The dominant purple sulfur bacterium of laminated sediment ecosystems in temperate environments, Thiocapsa roseopersicina, was cultivated in sulfide-limited continuous cultures (D=0.03 h-1) subjected to various combined diel regimen of aeration and illumination in order to simulate environmental conditions in microbial mats. For comparison, cultures were grown under similar illumination regimens but continuously anoxic conditions.
Bacteriochlorophyll a (BChla) and carotenoid synthesis was restricted to anoxic-dark periods and did not occur during oxic-light periods. An increase in the length of the oxic-light periods resulted in decreased pigment contents. However, phototrophic growth remained possible even at 20 h oxic-light/4 h anoxic-dark regimens. When anoxic conditions were maintained throughtout, BChla synthesis occurred both during light and dark periods.
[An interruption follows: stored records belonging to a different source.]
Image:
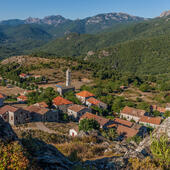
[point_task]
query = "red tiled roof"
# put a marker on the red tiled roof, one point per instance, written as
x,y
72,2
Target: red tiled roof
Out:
x,y
128,132
23,75
160,109
2,96
133,111
37,109
151,120
94,101
58,101
42,104
102,121
112,125
76,107
22,97
7,108
123,122
85,94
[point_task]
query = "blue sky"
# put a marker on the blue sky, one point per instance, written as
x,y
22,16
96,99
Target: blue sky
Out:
x,y
73,9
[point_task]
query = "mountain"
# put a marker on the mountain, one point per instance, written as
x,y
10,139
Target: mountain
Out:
x,y
79,44
56,20
165,13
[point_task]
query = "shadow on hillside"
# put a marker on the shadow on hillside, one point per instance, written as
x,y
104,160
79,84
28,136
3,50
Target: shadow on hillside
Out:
x,y
45,155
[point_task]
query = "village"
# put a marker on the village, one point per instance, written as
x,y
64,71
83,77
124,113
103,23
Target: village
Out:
x,y
128,123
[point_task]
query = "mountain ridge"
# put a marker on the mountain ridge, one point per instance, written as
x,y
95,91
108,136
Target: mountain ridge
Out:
x,y
58,19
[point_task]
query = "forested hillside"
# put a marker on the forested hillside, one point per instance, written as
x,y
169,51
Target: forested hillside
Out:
x,y
80,44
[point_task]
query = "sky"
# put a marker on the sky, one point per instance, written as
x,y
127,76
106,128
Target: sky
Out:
x,y
74,9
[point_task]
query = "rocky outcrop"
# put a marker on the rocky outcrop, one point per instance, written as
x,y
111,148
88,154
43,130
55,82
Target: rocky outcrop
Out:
x,y
6,132
164,128
43,155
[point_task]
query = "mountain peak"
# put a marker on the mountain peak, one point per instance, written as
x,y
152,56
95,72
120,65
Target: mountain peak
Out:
x,y
165,13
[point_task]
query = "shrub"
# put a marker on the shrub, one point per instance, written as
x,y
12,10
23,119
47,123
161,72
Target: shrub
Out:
x,y
12,156
161,151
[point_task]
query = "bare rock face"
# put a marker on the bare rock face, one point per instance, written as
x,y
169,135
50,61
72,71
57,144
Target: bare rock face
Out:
x,y
164,128
6,133
165,13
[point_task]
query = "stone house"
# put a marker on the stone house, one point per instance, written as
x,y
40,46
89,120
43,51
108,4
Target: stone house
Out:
x,y
84,95
168,107
14,115
103,122
61,90
157,108
74,131
118,121
2,98
126,131
62,104
150,121
94,102
41,104
24,76
132,113
76,111
22,99
39,114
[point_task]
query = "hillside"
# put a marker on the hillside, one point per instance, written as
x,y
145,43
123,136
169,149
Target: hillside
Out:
x,y
26,35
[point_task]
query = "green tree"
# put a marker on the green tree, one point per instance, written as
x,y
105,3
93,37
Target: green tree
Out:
x,y
160,149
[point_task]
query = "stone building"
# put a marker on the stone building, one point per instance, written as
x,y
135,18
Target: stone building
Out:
x,y
103,122
61,104
76,111
2,98
68,87
94,102
150,121
14,115
22,99
39,114
132,113
168,107
84,95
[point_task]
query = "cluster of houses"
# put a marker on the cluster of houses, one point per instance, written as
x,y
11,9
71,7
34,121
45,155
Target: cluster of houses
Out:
x,y
131,121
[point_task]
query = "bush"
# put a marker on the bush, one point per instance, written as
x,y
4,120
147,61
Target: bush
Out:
x,y
160,149
12,156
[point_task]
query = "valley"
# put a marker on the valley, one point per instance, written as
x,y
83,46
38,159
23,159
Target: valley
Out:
x,y
86,93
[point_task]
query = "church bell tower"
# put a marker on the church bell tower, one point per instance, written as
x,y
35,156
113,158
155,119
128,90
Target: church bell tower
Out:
x,y
68,78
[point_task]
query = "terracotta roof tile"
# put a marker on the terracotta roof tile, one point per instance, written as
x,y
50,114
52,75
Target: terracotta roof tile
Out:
x,y
133,111
94,101
128,132
102,121
7,108
58,101
151,120
22,97
36,109
42,104
123,122
160,109
76,107
2,96
85,94
23,75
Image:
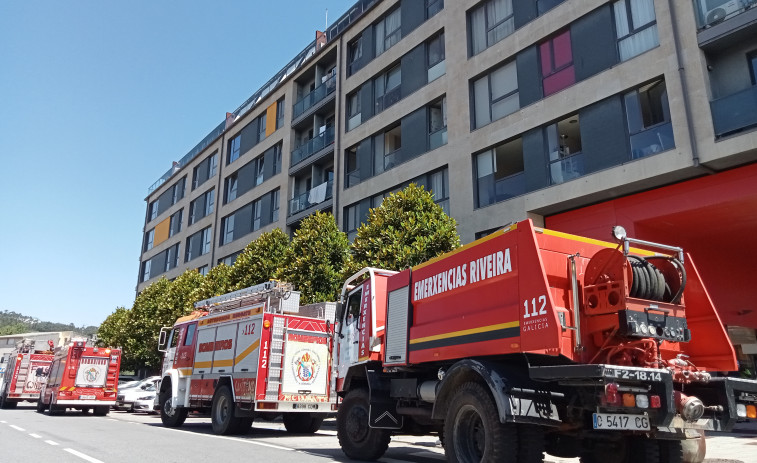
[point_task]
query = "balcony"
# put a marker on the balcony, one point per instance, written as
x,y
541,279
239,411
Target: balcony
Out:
x,y
314,97
311,198
312,146
734,112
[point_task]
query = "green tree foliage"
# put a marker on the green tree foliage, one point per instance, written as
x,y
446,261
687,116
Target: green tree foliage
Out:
x,y
260,260
315,259
406,230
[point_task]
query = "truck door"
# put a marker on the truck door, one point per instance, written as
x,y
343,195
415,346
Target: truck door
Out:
x,y
349,338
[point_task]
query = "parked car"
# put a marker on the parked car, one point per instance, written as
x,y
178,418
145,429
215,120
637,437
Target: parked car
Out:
x,y
127,396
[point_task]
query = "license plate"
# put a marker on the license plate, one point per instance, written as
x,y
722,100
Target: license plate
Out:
x,y
613,421
305,406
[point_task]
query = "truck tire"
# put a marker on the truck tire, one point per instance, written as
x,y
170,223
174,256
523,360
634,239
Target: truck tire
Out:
x,y
170,416
357,439
533,435
222,412
472,429
303,423
41,406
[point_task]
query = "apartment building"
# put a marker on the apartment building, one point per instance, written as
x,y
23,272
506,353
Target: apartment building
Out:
x,y
577,114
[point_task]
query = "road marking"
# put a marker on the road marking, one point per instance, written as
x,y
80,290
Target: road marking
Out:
x,y
236,439
83,456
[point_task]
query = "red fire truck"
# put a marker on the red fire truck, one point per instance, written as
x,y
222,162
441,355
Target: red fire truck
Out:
x,y
82,377
25,373
531,340
250,353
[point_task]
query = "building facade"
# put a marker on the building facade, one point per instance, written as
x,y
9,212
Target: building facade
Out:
x,y
576,114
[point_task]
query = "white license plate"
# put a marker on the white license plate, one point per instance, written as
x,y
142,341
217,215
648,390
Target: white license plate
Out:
x,y
613,421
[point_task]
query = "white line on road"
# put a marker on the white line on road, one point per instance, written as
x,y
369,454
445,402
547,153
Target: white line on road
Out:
x,y
236,439
83,456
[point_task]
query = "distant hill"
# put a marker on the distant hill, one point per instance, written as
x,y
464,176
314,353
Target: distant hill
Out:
x,y
14,323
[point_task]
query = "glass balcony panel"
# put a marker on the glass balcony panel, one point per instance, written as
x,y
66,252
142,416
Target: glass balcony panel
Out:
x,y
567,168
313,146
734,112
652,141
314,97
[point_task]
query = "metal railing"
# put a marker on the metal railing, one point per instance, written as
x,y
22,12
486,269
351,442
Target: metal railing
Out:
x,y
312,146
311,99
311,197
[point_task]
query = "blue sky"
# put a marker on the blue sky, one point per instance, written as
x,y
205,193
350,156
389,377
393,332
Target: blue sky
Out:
x,y
97,98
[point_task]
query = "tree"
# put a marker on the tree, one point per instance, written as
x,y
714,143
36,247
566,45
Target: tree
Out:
x,y
315,259
260,259
406,230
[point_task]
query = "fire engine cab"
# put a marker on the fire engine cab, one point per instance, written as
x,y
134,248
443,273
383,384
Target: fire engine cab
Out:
x,y
27,369
250,353
82,377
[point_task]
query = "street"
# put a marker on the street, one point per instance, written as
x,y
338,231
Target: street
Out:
x,y
128,437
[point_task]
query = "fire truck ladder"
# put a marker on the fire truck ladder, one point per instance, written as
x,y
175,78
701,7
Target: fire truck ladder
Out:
x,y
275,290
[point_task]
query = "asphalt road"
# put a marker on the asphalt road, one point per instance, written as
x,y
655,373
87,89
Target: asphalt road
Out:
x,y
27,436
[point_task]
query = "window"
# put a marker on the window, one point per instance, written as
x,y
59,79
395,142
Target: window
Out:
x,y
354,53
227,229
499,173
146,270
203,171
202,206
495,95
149,237
235,145
635,26
437,123
175,223
172,257
353,110
279,113
153,209
387,88
564,147
489,23
557,63
648,117
230,190
388,31
752,59
433,7
436,56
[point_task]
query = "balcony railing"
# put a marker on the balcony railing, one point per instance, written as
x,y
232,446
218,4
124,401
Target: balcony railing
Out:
x,y
314,97
711,12
311,198
312,146
734,112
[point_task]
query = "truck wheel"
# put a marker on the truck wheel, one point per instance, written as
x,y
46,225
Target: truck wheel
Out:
x,y
303,423
40,406
172,417
472,429
222,412
357,439
533,436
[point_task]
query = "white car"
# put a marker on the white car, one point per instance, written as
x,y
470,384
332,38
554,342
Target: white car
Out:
x,y
127,396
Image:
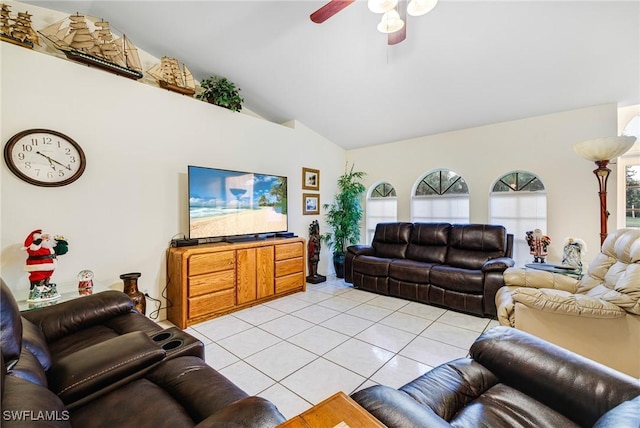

Glycogen was synthesized in the light and degraded in the dark. Calculations showed that degradation of 1/4–1/5 of the glycogen is sufficient to account for the BChla and carotenoid synthesis in the dark.
The data showed that T. roseopersicina is very well adapted to cope with the combined oxygen and light regimes as they occur in microbial mats, which may explain the dominance of this bacterium in the purple layer of these sediment ecosystems.